This May Be the Most Innovative Energy Efficiency Financing Tool Yet

The inventor of renewable energy credits has something else up his sleeve.

The renewable energy credit, or REC, is a staple in the retail energy sector. But fourteen years ago, when the tool was first being crafted, very few people understood its potential.

"I heard consistently that it couldn't be done. But then we closed our first transaction and we saw this huge shift in thinking from 'You can’t do that' to 'How did you do that?'" said Rob Harmon, who, as chief innovation officer at the Bonneville Environmental Foundation, helped create the first RECs in 1999.

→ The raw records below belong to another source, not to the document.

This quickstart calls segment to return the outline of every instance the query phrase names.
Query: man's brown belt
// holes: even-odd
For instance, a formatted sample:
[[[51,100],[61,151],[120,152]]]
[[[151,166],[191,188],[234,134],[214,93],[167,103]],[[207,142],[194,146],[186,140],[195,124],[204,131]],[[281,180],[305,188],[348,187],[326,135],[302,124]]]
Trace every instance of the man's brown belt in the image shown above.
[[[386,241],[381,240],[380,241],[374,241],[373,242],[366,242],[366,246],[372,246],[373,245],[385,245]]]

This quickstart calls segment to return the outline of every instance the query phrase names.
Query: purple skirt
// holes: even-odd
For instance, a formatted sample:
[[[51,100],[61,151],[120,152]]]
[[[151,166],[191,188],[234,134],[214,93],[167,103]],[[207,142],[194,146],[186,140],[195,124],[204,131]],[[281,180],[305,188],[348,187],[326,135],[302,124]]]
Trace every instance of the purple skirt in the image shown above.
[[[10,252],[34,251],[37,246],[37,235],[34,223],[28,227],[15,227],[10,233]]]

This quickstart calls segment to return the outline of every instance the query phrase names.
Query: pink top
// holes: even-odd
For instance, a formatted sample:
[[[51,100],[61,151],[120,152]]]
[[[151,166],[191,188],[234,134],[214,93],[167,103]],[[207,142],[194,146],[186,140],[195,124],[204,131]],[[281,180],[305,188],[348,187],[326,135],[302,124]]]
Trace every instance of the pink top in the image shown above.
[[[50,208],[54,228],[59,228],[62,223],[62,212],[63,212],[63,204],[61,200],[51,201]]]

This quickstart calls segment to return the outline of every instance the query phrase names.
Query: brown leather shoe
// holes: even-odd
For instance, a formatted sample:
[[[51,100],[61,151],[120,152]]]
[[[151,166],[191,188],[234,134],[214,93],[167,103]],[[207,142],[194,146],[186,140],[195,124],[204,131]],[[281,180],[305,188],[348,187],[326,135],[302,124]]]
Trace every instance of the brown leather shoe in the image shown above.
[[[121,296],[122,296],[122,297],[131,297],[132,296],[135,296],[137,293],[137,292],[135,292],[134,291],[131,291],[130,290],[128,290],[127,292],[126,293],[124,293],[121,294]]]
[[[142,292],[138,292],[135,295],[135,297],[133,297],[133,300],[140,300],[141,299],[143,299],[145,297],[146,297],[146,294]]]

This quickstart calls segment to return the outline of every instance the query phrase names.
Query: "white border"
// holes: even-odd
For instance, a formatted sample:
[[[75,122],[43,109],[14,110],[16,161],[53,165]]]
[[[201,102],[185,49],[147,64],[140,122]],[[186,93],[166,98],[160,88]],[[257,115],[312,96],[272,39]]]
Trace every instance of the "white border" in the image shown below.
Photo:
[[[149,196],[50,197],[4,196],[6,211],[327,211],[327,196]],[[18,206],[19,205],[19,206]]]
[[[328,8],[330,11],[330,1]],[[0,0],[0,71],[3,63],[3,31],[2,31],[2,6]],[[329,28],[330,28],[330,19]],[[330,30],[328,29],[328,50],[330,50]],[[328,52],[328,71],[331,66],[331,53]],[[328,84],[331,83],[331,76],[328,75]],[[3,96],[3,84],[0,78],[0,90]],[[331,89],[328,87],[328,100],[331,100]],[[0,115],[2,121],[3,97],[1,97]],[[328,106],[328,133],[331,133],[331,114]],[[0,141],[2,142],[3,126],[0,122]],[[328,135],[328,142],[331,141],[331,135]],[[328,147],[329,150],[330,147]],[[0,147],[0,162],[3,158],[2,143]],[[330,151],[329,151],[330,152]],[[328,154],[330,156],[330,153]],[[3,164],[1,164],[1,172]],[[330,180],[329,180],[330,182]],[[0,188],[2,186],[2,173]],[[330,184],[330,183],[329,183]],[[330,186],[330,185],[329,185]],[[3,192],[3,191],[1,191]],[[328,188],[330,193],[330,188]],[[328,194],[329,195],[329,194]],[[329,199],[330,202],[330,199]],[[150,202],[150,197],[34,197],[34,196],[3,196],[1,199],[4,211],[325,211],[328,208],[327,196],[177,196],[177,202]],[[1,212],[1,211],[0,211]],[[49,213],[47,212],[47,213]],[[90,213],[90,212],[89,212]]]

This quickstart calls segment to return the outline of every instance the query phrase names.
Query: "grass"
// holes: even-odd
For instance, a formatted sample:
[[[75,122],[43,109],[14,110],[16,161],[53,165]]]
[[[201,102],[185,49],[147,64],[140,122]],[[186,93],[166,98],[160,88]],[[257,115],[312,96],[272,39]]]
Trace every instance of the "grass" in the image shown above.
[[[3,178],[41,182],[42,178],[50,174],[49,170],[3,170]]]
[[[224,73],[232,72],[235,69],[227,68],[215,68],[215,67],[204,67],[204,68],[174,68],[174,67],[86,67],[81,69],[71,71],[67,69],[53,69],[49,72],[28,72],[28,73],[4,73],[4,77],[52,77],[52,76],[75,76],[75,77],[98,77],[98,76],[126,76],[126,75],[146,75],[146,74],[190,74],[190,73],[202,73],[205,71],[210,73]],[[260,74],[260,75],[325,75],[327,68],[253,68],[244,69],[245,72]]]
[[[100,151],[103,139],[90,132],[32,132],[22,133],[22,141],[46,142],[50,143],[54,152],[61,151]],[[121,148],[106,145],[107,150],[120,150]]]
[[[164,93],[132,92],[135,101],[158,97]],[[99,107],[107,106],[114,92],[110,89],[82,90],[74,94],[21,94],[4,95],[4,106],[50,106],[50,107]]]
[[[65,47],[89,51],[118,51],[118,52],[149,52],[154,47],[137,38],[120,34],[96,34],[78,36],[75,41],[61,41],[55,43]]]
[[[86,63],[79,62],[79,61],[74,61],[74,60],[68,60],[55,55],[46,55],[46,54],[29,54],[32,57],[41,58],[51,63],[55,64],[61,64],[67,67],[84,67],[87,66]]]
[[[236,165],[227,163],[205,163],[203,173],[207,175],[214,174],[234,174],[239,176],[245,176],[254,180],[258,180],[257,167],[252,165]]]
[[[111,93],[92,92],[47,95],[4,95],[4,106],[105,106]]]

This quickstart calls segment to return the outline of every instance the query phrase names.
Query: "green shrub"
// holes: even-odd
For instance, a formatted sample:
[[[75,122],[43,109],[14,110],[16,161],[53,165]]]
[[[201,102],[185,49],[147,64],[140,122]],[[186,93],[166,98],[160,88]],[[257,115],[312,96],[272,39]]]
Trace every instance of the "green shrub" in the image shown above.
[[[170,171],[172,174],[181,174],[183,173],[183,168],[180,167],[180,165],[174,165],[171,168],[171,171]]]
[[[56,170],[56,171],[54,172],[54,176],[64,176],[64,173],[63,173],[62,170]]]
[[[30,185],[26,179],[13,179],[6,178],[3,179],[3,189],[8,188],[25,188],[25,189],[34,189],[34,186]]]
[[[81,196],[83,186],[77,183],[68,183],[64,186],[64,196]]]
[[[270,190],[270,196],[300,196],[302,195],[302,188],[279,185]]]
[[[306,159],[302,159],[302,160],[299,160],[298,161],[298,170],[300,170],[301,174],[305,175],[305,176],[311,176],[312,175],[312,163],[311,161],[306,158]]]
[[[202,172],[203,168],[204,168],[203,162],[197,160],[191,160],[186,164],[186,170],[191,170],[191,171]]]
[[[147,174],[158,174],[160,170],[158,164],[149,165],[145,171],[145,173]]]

Now Harmon, who is CEO at the Portland, Oregon-based company EnergyRM, believes he and his team have a tool for deploying energy efficiency that will be far more revolutionary.

Meet the MEETS, also known as the metered energy efficiency transaction structure. Think of it like a power purchase agreement for energy efficiency.

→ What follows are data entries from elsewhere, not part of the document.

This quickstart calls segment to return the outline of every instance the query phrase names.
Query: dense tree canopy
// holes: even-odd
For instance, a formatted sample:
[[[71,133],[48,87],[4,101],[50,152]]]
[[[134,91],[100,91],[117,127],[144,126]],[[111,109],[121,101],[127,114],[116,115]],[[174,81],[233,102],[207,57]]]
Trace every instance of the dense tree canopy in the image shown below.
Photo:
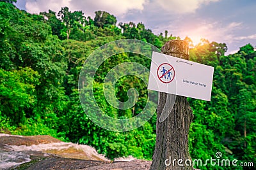
[[[84,113],[78,97],[77,80],[83,62],[99,46],[116,39],[141,39],[161,48],[179,37],[155,35],[143,24],[119,23],[106,11],[94,19],[83,11],[63,7],[32,15],[12,3],[0,2],[0,129],[13,134],[50,134],[59,139],[90,145],[109,158],[133,155],[151,159],[156,140],[156,115],[143,126],[127,132],[106,131]],[[225,43],[202,39],[191,48],[190,59],[214,67],[211,102],[189,99],[195,115],[189,133],[193,159],[206,160],[221,152],[223,158],[256,162],[256,52],[248,44],[225,55]],[[124,76],[115,87],[116,97],[127,100],[127,90],[138,89],[134,107],[118,110],[104,97],[104,77],[124,62],[150,60],[122,53],[105,61],[95,78],[94,94],[104,112],[113,117],[138,114],[147,101],[147,87],[137,78]],[[131,81],[132,80],[132,81]],[[88,107],[87,111],[93,112]],[[233,169],[232,167],[200,167]],[[241,167],[236,169],[243,169]]]

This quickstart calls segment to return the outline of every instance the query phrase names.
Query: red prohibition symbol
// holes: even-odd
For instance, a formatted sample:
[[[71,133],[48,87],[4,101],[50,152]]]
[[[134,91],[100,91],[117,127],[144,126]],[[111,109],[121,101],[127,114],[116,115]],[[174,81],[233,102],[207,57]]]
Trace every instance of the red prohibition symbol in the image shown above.
[[[173,67],[168,63],[163,63],[157,68],[157,77],[164,83],[169,83],[173,80],[175,71]]]

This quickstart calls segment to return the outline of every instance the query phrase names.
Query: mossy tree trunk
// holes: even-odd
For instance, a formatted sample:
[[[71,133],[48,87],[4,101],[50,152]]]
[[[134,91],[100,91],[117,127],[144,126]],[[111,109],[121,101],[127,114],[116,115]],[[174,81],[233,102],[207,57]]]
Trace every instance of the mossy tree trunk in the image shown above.
[[[184,41],[172,40],[167,42],[162,47],[162,52],[173,57],[189,59],[188,45]],[[159,92],[159,97],[156,143],[150,169],[193,169],[192,165],[186,165],[190,164],[189,160],[193,163],[188,149],[188,132],[193,115],[187,97],[177,96],[174,101],[175,97],[173,97],[173,94],[164,92]],[[164,110],[166,104],[171,106],[174,102],[172,110],[171,107]],[[163,111],[170,113],[165,120],[159,122],[159,117]],[[166,161],[167,159],[168,160]],[[179,162],[179,159],[182,160],[182,162]],[[179,166],[178,163],[184,166]]]

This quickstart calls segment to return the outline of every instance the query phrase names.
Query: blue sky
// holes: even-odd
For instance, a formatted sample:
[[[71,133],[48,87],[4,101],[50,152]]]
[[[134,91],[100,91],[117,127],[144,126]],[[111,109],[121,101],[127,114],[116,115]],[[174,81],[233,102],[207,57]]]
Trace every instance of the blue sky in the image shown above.
[[[29,13],[58,11],[62,6],[82,10],[94,17],[94,11],[107,11],[118,22],[142,22],[155,34],[201,38],[225,43],[228,53],[248,43],[256,46],[255,0],[17,0],[17,6]]]

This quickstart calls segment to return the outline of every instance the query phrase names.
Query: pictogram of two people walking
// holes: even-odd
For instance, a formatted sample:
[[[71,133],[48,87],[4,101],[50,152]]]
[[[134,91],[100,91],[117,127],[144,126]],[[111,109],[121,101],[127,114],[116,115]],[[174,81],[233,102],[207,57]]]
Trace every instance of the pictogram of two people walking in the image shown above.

Harmon says the structure breaks down nearly every conceivable conflict between landlords, tenants, investors and utilities that stand in the way of deep efficiency retrofits.

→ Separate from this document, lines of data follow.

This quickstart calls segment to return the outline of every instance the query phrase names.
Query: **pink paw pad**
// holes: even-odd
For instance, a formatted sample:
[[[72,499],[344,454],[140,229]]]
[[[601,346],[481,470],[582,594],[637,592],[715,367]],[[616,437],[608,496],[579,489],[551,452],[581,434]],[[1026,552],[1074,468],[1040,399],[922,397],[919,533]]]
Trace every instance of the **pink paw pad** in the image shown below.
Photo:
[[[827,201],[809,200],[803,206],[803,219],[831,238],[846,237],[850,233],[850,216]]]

Let's say a utility customer wants to invest in efficiency. A MEETS starts with a simple meter installed on that customer's building by EnergyRM to measure energy use and normalize the data. That provides the baseline for energy consumption.

Next, an investor is brought in to finance a project on the building. Much like a third-party solar lease, the investor "rents" the building for installation of energy-efficient equipment and compensates the owner with a monthly payment.

Once that energy-efficient equipment is operating, EnergyRM is able to measure the baseline consumption data against the efficiency savings, thus establishing the "metered energy efficiency."

The utility then charges the building owner for electricity based upon the baseline data, just as it normally would without the efficiency upgrade. (Again, the building owner is getting a monthly rental payment from the investor, rather than going through the utility.) The investor who owns the energy efficiency project gets paid a premium by the utility over a twenty-year contract for each kilowatt-hour of metered energy efficiency, or "negawatts," delivered.

The utility can then turn around and sell those energy reductions into the capacity markets or energy markets and get compensated for not having to build a new power plant.

So what does this mean?

It means the building owner -- who receives monthly rental payments from the investor, continues her same relationship with the utility and has a more valuable building -- theoretically has no disincentive to upgrade the facility.

It means the investor -- which has a stable twenty-year agreement with the utility based on performance -- has every incentive to maintain and deepen energy savings.

And it means the utility -- which gets fully compensated for the electricity sold to the building owner and can treat efficiency like a power purchase agreement for any other generation source -- is "made whole" by the structure.

"That's what's really important here. In this structure, the utility doesn't lose revenue," said Harmon. "Instead, it deepens the relationship with customers rather than getting revenue slowly eaten away. It enhances the utility's business model."

The structure is not just theoretical. This week, EnergyRM announced its first transaction -- a twenty-year agreement between Seattle City Light and the Bullitt Foundation to sell metered energy efficiency savings. EnergyRM was backed by Equilibrium Capital to scale the model.

"We've been in stealth working on this for two years. But I don't like to announce anything until I've done it. And here we are," said Harmon.

The team at EnergyRM spent the last couple of years consulting with financial experts, utilities and energy professionals who understand PPAs to help refine the idea. Harmon now believes they have a structure that will turn efficiency into a true resource that utilities can support.

"We think of this like a wind farm," explained Harmon. "You have an outside developer with outside capital who builds an energy yielding installation on a farmer's land and sells that output to the utility. That's what this is."

Under such an arrangement, the farmer's energy bill does not go down and he maintains the exact same relationship with the utility; instead, he simply gets lease payments. And the utility simply worries about procuring the electricity through a power purchase agreement, not figuring out how to compensate the landowner.

Harmon said the structure could result in about $40,000 a year for the Bullitt Foundation over the twenty-year contract. And if the project works, Seattle City Light says it will offer the structure to other customers and investors.

"So far, the people we've talked to get it. When we sat down with Seattle City Light, they immediately recognized how simple this is," said Harmon. "We've already gotten a lot of interest from other utilities."

Could MEETS soon be coming to a utility near you?